The capping regime will get tougher next year. The cap rachets down from that £28.80 per hour to £25.20 on February 1 and to £22.32 on April 1.
Nurses are not the only agency staff employed by GWH. They are currently employing four consultants from agencies who are breaching the £129.62 per hour cap. Already there are stories about overseas doctors working for agencies seeing their pay reducing and deciding to return home.
GWH's chief executive, Nerissa Vaughan, told this week's board meeting that since 2013 the Trust has recruited 570 nurses, 47 midwives and 102 doctors - which means they have 198 more permanent staff caring for patients.
Marlborough News Online asked Oonagh Fitzgerald, GWH's director of human resources, where those other 521 people had gone. Nurses can retire at 55 without damaging their pensions: "Turnover has crept up over the last years - across the NHS."
One factor has been the one per cent pay rise over the last government and into this one. And that pay rise is not what it seems as increased pension contributions have eroded the one per cent. Some staff do leave to join the higher paying agencies.
Some nurses do get annual increments as their experience increases. But 27 per cent of GWH's nurses are at the top of their pay scale - and so only get the one per cent rises.
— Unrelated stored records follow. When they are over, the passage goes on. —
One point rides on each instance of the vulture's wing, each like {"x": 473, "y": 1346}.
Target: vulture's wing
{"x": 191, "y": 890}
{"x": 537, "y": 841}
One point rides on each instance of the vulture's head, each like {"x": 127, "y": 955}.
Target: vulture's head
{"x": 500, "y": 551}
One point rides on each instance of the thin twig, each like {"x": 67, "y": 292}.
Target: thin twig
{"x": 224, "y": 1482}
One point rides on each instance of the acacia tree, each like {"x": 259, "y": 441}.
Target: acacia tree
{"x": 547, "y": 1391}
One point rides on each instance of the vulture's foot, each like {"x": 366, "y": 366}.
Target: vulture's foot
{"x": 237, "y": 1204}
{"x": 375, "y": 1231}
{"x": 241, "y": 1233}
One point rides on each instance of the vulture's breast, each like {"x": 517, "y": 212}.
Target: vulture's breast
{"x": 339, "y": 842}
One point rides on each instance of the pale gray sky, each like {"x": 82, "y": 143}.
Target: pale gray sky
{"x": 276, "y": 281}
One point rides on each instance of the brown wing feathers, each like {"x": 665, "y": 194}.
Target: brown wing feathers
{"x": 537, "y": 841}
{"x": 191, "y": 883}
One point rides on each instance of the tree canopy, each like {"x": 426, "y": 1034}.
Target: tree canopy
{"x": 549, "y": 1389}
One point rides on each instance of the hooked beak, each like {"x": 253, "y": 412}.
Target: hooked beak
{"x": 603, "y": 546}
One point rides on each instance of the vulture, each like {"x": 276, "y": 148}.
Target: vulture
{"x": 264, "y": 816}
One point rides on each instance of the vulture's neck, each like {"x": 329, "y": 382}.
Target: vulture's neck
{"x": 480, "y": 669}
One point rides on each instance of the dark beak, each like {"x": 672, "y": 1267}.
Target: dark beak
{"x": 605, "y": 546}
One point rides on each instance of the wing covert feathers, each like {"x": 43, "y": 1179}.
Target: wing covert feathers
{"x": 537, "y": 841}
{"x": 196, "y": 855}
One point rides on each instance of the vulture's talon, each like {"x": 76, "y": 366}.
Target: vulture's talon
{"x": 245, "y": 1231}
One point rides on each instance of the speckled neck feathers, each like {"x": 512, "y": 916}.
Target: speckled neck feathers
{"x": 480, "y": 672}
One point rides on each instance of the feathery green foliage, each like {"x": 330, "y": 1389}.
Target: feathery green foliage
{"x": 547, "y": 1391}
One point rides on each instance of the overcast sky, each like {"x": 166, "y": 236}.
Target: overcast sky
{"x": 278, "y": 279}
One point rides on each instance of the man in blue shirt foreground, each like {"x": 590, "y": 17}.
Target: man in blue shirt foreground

When it come to planning ahead Oonagh Fitzgerald has a good local source of newly trained nurses who come through the Oxford Brookes University training college in Swindon. She hopes to recruit about eight in every ten nurses trained there - many of them already living locally.
The NHS (through the Health Education England) buys places at the Swindon arm of Oxford Brookes University: 67 this year, 120 next year and a rise to 132 for 2017 and 2018. Interestingly the average age of applicants for those places is running at 29 - it may be their second career or they are returning to work after having children: "They are making", says Oonagh, "a proactive choice - and so are most likely to become good nurses."
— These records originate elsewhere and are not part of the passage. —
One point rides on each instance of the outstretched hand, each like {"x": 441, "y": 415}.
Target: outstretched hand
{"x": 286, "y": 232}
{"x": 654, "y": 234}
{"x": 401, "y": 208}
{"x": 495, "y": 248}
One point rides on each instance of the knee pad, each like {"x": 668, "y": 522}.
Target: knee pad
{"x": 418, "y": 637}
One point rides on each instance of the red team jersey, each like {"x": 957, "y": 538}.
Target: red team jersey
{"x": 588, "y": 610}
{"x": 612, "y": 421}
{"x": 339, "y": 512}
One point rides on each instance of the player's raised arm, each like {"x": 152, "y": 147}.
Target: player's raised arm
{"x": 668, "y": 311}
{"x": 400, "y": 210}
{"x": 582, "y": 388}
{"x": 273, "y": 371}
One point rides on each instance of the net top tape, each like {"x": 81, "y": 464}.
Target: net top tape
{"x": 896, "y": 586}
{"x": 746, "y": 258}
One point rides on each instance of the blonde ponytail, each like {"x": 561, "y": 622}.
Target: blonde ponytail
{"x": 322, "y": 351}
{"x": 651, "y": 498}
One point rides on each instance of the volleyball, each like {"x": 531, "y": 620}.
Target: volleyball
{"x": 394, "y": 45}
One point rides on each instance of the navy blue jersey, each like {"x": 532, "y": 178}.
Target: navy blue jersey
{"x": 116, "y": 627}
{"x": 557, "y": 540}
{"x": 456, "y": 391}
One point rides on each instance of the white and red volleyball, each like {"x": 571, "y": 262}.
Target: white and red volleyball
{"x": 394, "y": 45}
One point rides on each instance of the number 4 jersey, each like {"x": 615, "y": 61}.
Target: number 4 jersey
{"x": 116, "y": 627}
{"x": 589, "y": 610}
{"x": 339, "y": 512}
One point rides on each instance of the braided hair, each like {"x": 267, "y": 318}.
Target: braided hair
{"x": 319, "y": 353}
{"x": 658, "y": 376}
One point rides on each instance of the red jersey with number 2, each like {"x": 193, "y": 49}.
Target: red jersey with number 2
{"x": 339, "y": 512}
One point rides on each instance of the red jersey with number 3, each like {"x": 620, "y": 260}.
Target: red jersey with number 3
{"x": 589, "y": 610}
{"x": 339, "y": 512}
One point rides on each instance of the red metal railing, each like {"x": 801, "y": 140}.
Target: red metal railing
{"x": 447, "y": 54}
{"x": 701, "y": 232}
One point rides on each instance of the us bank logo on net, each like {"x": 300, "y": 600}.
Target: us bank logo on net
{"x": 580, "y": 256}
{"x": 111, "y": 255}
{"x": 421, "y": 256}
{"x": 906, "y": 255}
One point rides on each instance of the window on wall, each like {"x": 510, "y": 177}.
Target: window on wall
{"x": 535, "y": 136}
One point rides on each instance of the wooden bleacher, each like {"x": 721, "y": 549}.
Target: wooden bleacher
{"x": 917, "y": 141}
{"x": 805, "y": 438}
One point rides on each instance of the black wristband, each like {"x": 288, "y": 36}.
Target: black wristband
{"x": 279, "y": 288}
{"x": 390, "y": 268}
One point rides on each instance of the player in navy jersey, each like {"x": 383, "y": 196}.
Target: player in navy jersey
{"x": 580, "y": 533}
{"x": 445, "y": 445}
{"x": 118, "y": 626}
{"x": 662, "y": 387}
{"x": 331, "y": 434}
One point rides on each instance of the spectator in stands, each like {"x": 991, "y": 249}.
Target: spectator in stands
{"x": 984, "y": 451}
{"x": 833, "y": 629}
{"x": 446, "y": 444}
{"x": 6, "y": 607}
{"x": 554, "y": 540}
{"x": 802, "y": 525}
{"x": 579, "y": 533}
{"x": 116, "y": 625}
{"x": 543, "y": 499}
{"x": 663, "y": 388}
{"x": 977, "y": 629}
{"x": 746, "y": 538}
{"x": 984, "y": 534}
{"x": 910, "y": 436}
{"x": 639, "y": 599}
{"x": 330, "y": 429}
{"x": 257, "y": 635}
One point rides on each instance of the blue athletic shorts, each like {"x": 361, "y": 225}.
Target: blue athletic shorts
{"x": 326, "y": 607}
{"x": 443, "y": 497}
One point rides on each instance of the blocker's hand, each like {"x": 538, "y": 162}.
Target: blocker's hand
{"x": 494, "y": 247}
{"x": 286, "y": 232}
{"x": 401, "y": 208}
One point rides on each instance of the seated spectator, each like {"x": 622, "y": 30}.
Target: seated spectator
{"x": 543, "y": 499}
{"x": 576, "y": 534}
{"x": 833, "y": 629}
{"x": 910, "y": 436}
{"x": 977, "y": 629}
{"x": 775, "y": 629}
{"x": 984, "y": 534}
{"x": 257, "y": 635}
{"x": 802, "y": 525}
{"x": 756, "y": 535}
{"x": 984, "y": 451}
To close the immediate gap GWH is again recruiting overseas. As their economies revive, the EU countries - mainly Ireland, Spain and Portugal - are not proving such good recruitment areas. The relief overseas recruits bring in boosting staff numbers is sometimes shortlived as the pull of families and the strangeness of England lead some to realise they have made the wrong choice and they return home.
GWH 's last visit to Spain and Portugal - where forty NHS Trusts had been over the last two years - was not so productive. They saw 35 applicants and accepted six: "We have," Oonagh explains, "high standards for people working with our patients."
Next year they may go further afield - to India and the Philippines. The Home Secretary lifted visa restrictions in October and put nurses on the shortage occupation list. But Mrs May's decision is now under review - and GWH have been putting their case to the review that visa restrictions should not be put back in place.
Shortages in other areas are not affecting GWH so much. Unlike some areas of the NHS, they are not short of midwives. But the age profile of their midwife team is 'at the high end' - which may bring future problems. And GWH reflects the national shortage of doctors specialising in the care of the elderly.